The first and key virtue of godly men is the fear of the Lord. It all starts – or ends – here. Proverbs 14:26 sums it up: “He who fears the Lord has a secure fortress, and for his children it will be a refuge.” Far more important in a man than money, charisma, and all the things the world values is a heart that is turned towards the Lord. For men to minister and lead as God would have us, we must first be men of the Word of God, men of prayer, and men of worship.

I was struck by the significance that Proverbs places on the latter: devotion to public worship. Pastoral experience backs this up, that men who are regular and faithful in public worship tend to be biblical leaders. Men who find other concerns encroaching on their availability to worship God tend not to exhibit godly masculinity in other areas. Moreover, by neglecting the means of grace, men set themselves up to be carried away by worldly currents and the deceit of sin. In sum, a Christian man who often cannot make time to attend faithfully and be a contributing member of a church is not likely to exhibit characteristics of biblical masculinity.
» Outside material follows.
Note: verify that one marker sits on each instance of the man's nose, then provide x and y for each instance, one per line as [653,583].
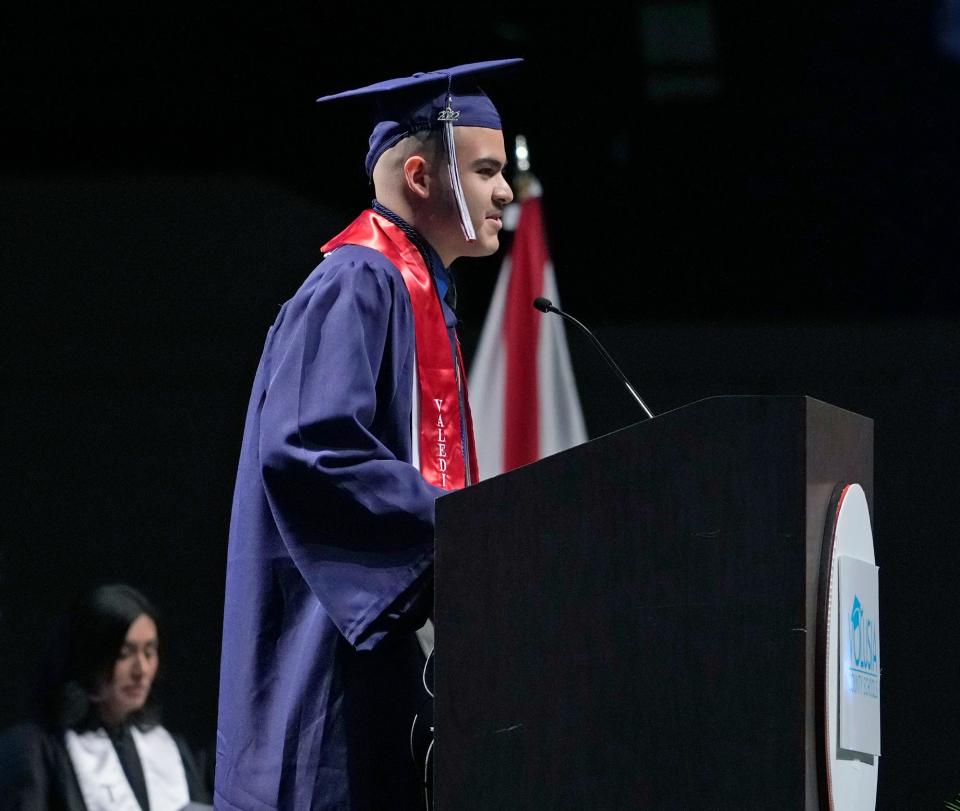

An example of the importance of the fear of the Lord comes from the Bible’s King Saul, Israel’s first kind. Saul was impressive in the eyes of men: “a handsome young man… From his shoulders upward he was taller than any of the people” (1 Sam. 9:2). Saul had looks and strength, drive and ability. The only thing Saul lacked was a heart that feared the Lord, and as a result he led the people astray. When God finally replaced him, he was gracious enough to give “a man after his own heart” (1 Sam. 13:14). When David was selected as the new and true king, despite his youth and humility, the Lord spoke words that should be remembered by us all: “Man looks on the outward appearance, but God looks on the heart” (1 Sam. 16:7).